La Regione Abruzzo rafforza il proprio impegno nella prevenzione e nella tutela del patrimonio forestale regionale. È stata approvata la graduatoria relativa all’Intervento SRD12 del Complemento per lo Sviluppo Rurale (CSR Abruzzo 2023-2027), destinato a sostenere investimenti per la prevenzione e il ripristino dei danni a boschi e foreste.
Sono 17 le domande risultate ammissibili e tutte saranno finanziate, per un investimento complessivo di quasi 4 milioni di euro. Gli interventi interesseranno l’intero territorio regionale, con l’obiettivo di rafforzare la capacità di prevenzione, protezione e ripristino degli ecosistemi forestali abruzzesi.
“L’approvazione della graduatoria SRD12 e il finanziamento di tutte le domande ammissibili rappresentano un risultato importante per la tutela del nostro patrimonio forestale e per la sicurezza del territorio – sottolinea il vicepresidente della Giunta regionale e assessore all’Agricoltura, Parchi e Foreste Emanuele Imprudente –. Abbiamo scelto di destinare quasi 4 milioni di euro a interventi che rafforzano la capacità di prevenzione, di risposta e di ripristino a fronte dei rischi naturali e degli eventi meteorologici estremi, sempre più frequenti anche a causa dei cambiamenti climatici”.

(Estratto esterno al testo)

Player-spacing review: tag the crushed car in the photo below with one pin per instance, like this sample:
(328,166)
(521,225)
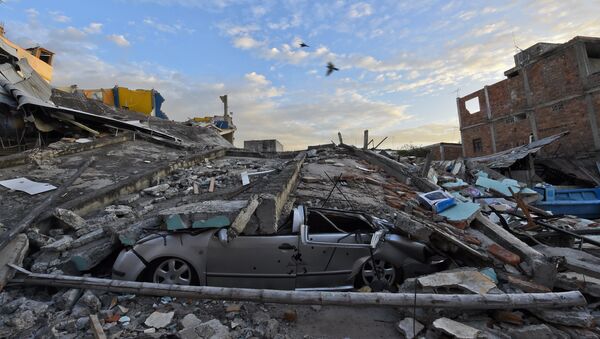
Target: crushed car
(315,249)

“Boschi e foreste sono un presidio fondamentale per l’equilibrio ambientale, la biodiversità, la sicurezza idrogeologica e la qualità della vita delle nostre comunità rurali – prosegue Imprudente –. Investire nella loro tutela significa quindi investire nella resilienza dell’intero territorio regionale. Il finanziamento di tutte le domande ammissibili ci permette di sostenere una pluralità di interventi e di dare risposte concrete ai soggetti che quotidianamente operano per la salvaguardia degli ecosistemi forestali”.
L’Intervento SRD12 ha l’obiettivo di accrescere la protezione degli ecosistemi forestali, tutelando le funzioni svolte da boschi e foreste a favore delle aree rurali e rafforzando i servizi e le attività di sorveglianza, prevenzione, contrasto e ripristino rispetto ai rischi naturali, alle calamità e agli eventi meteorologici estremi, anche in relazione agli effetti dei cambiamenti climatici.
I beneficiari della misura sono proprietari e possessori, pubblici o privati, di superfici forestali, oltre ad altri soggetti ed enti di diritto pubblico o privato, compresi Comuni ed enti territoriali.
Gli interventi finanziati riguardano, tra l’altro, la prevenzione degli incendi boschivi, attraverso la ripulitura del sottobosco, dei viali tagliafuoco e delle fasce antincendio; il miglioramento della viabilità forestale; la prevenzione del dissesto idrogeologico, mediante opere di consolidamento, sistemazione e regimazione delle acque superficiali; gli interventi sui versanti interessati da valanghe, frane e smottamenti e sulle scarpate delle strade di accesso ai boschi.
Particolare attenzione è riservata anche alla prevenzione dei rischi biotici, attraverso trattamenti e interventi protettivi finalizzati alla prevenzione e alla lotta attiva contro organismi nocivi e fitopatie, nonché alla messa in sicurezza delle aree colpite da calamità.
Sono inoltre previsti interventi per l’eliminazione dei potenziali rischi per l’incolumità pubblica e per le infrastrutture, compresi il taglio e l’esbosco del materiale legnoso danneggiato o distrutto, oltre alla rinaturalizzazione e al recupero del potenziale ecologico forestale compromesso dagli eventi calamitosi.
“Con questo intervento – conclude il vicepresidente Imprudente – continuiamo a investire nella prevenzione anziché limitarci a intervenire dopo che il danno si è verificato. La cura dei boschi e delle foreste è una componente essenziale delle politiche di sviluppo rurale, di contrasto al dissesto e di adattamento ai cambiamenti climatici. Il finanziamento integrale delle 17 domande ammissibili conferma la volontà della Regione di utilizzare tutte le risorse disponibili per sostenere il territorio e rafforzare la capacità di protezione dei nostri ecosistemi forestali”.